表向きの制度やコンプライアンス(法令順守)は格段に厳しくなりました。しかし、私の視座から『為政者側のシステムの核心』を見つめると、それは『なくなった』のではなく、『より巧妙に不可視化された』という方が正確です。理由は、……」
太田黒は、遮った。
「理由などは、いい。まだ、深い闇が存在するという見解さえ聞けば十分だ」
太田黒の腹は決まった。
――彼しかいない。
太田黒は、自分たちのやり方では駄目だったと思っている。罪は小さくとも、最初に瑕疵があっては、いずれ破綻する。その点、幸いヒロシやその次男は、俺たちとは違う。証券会社の特別口座で運用していたヒロシの利益には、どこからも誰からも、指弾されるいわれはない。
ここでヒロシ一家の、現在までの軌跡をたどっておこう。
子供二人の母親とヒロシは、離婚した。十分な慰謝料が母親に、渡っている。
国政の中枢へ登り詰め、権力を手中に収めるべく、長男には最高の教育を与え、結果、長男は今、財務省のキャリアとして、日夜業務に励んでいる。

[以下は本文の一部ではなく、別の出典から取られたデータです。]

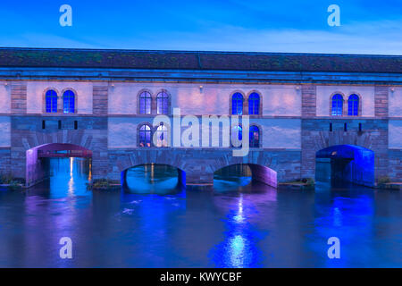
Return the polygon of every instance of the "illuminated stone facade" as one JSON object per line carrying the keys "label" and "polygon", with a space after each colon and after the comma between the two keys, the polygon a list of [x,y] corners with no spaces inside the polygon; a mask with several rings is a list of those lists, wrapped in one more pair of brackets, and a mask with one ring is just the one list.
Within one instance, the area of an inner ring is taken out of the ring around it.
{"label": "illuminated stone facade", "polygon": [[[212,183],[214,172],[220,168],[250,164],[273,170],[281,182],[314,178],[316,152],[348,144],[374,151],[376,181],[387,176],[402,181],[402,56],[48,49],[2,53],[0,172],[4,174],[28,178],[28,150],[71,143],[93,152],[94,179],[120,180],[127,168],[154,163],[184,171],[188,184]],[[66,55],[60,57],[60,53]],[[121,55],[130,60],[121,62]],[[287,59],[300,63],[289,65]],[[344,60],[348,65],[342,65]],[[225,61],[247,64],[237,69]],[[75,112],[47,114],[45,93],[49,88],[60,98],[64,90],[73,90]],[[151,114],[139,114],[144,90],[153,97]],[[180,108],[182,116],[200,119],[230,115],[236,92],[244,96],[247,110],[247,97],[257,92],[260,113],[250,115],[250,124],[260,129],[259,147],[245,157],[233,157],[232,148],[222,146],[139,147],[138,126],[152,123],[155,97],[162,90],[169,95],[168,116],[173,108]],[[334,94],[345,98],[344,114],[348,97],[358,95],[357,116],[332,116]]]}

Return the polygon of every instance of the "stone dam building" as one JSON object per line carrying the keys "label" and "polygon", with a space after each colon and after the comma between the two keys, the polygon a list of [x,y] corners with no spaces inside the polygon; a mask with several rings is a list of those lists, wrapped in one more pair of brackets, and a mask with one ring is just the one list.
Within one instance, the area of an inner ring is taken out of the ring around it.
{"label": "stone dam building", "polygon": [[[0,48],[0,173],[27,186],[63,156],[121,183],[137,165],[173,166],[191,185],[248,164],[276,187],[325,162],[339,180],[402,181],[401,55]],[[172,129],[153,121],[173,108],[248,115],[248,134],[236,127],[248,154],[234,156],[221,127],[218,146],[169,145]]]}

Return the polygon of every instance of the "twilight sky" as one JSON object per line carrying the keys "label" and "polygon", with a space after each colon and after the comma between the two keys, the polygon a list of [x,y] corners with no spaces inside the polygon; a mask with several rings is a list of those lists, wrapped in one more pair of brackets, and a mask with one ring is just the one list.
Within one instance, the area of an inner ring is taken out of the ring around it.
{"label": "twilight sky", "polygon": [[402,0],[6,0],[0,46],[402,55]]}

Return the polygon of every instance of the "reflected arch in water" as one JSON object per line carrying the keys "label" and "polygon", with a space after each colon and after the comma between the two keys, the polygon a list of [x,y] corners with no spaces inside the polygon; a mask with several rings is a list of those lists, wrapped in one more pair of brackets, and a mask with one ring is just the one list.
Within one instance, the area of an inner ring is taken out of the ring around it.
{"label": "reflected arch in water", "polygon": [[315,179],[374,186],[374,152],[356,145],[331,146],[316,153]]}
{"label": "reflected arch in water", "polygon": [[256,164],[236,164],[218,169],[214,173],[214,189],[224,190],[259,182],[277,188],[277,172]]}
{"label": "reflected arch in water", "polygon": [[186,185],[186,172],[168,164],[138,164],[121,172],[121,184],[130,193],[176,193]]}

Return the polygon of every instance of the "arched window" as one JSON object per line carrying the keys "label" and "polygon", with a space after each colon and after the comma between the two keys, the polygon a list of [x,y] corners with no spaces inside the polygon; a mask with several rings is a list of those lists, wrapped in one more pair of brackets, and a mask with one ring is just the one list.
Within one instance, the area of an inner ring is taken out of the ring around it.
{"label": "arched window", "polygon": [[63,95],[63,112],[64,114],[75,113],[75,94],[72,90],[66,90]]}
{"label": "arched window", "polygon": [[260,114],[260,95],[256,92],[253,92],[248,97],[248,114]]}
{"label": "arched window", "polygon": [[250,147],[258,148],[260,147],[260,130],[257,126],[250,126],[249,131]]}
{"label": "arched window", "polygon": [[[237,137],[236,137],[237,136]],[[243,139],[243,128],[241,125],[234,126],[231,129],[231,145],[236,147],[241,147]],[[239,142],[236,142],[239,140]]]}
{"label": "arched window", "polygon": [[139,95],[139,114],[151,114],[151,94],[147,91],[144,91]]}
{"label": "arched window", "polygon": [[158,114],[169,113],[169,95],[165,91],[161,91],[156,96],[156,113]]}
{"label": "arched window", "polygon": [[142,125],[139,128],[139,147],[151,147],[151,128]]}
{"label": "arched window", "polygon": [[45,97],[46,113],[57,113],[57,93],[53,89],[47,90]]}
{"label": "arched window", "polygon": [[348,115],[357,116],[359,114],[359,97],[351,95],[348,99]]}
{"label": "arched window", "polygon": [[341,95],[334,95],[332,97],[332,116],[341,116],[343,110],[343,97]]}
{"label": "arched window", "polygon": [[243,95],[239,92],[236,92],[231,97],[231,114],[233,115],[243,114]]}
{"label": "arched window", "polygon": [[156,146],[167,147],[168,133],[166,126],[161,124],[156,129]]}

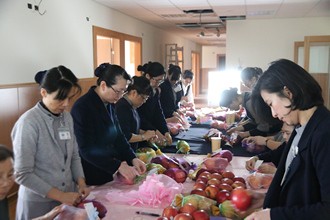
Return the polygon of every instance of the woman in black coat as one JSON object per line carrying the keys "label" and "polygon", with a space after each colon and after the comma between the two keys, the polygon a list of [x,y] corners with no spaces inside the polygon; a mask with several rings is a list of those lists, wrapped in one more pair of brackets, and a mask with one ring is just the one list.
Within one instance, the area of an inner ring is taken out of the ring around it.
{"label": "woman in black coat", "polygon": [[264,120],[272,115],[296,129],[283,149],[264,209],[246,219],[329,219],[330,111],[320,85],[302,67],[281,59],[258,80],[252,103]]}

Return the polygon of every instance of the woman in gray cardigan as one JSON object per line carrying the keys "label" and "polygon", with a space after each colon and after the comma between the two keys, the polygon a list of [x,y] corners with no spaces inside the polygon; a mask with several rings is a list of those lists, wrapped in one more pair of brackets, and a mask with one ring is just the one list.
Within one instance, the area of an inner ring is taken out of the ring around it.
{"label": "woman in gray cardigan", "polygon": [[60,203],[76,205],[90,192],[68,107],[81,91],[64,66],[37,73],[42,100],[12,130],[15,178],[20,184],[16,219],[32,219]]}

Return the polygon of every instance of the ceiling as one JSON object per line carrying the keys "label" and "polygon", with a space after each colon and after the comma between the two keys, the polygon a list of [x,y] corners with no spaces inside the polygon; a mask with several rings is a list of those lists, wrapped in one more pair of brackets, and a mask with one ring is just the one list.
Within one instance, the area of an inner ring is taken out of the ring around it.
{"label": "ceiling", "polygon": [[[226,44],[226,17],[244,16],[253,20],[330,16],[330,0],[94,1],[202,45]],[[204,9],[213,12],[202,13]],[[189,10],[195,13],[187,13]]]}

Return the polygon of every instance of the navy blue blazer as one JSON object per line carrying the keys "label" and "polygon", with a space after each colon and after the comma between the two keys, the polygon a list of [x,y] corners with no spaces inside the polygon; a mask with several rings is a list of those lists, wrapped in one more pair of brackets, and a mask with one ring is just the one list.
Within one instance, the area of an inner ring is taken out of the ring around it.
{"label": "navy blue blazer", "polygon": [[[123,97],[115,104],[116,115],[126,139],[129,141],[133,134],[139,134],[140,116],[136,109]],[[139,143],[130,143],[131,148],[136,151]]]}
{"label": "navy blue blazer", "polygon": [[159,130],[162,134],[168,132],[163,109],[159,101],[158,89],[137,109],[137,112],[141,119],[142,130]]}
{"label": "navy blue blazer", "polygon": [[179,108],[176,104],[176,93],[172,88],[171,82],[166,79],[162,84],[160,84],[160,104],[162,106],[165,118],[170,118],[173,113]]}
{"label": "navy blue blazer", "polygon": [[298,143],[287,177],[281,186],[294,132],[283,150],[264,208],[271,219],[330,219],[330,112],[318,107]]}
{"label": "navy blue blazer", "polygon": [[113,180],[122,161],[132,165],[135,153],[120,128],[112,105],[108,110],[95,86],[73,105],[71,114],[86,183],[101,185]]}

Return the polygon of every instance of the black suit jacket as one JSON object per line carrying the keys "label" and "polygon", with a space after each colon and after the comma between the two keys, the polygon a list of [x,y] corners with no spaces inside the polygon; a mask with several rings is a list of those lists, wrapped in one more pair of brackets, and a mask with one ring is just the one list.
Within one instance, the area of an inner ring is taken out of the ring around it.
{"label": "black suit jacket", "polygon": [[291,135],[264,201],[264,208],[271,208],[271,219],[330,219],[329,128],[330,112],[320,106],[305,127],[281,186],[295,133]]}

次男には、己のトレード技術を教えた。と言っても、あなたが育てたこのヒロシというヒーローは、自分の死後のことを考え、数千億の資金で法人を作り、その資金の運営を、代表者に据えた次男に託した。
次男は、日本国債を保有する手もあるし、米国債を買ってもいい。投資ファンドに投入してもいい。投資先には、困らなかった。『トレードからは、身を引け』というヒロシの伝言だった。
そう。2025年、ヒロシは逝去した。70年弱の生涯だった。
ヒロシの通夜。ウトウトしている明け方の次男の前に、太田黒の亡霊が立った。
「俺の遺志を継ぐのは、浩二郎、お前しかいない。お前には、莫大な資産がある。でも、忘れるな。その金は、いわれなくお前の父が稼いだものではない。お前の父が、それだけのものをお前に残せたのは、ちゃんと理由があるのだ。お前は知らなくていい。だが、その代わり、俺の遺志を継げ。ただとは言わん。遺産だけでは困った時には、これを使え」
浩二郎が正気に返ると、左の手にはカギがあり、右手は小さな黒の手帳を握っていた。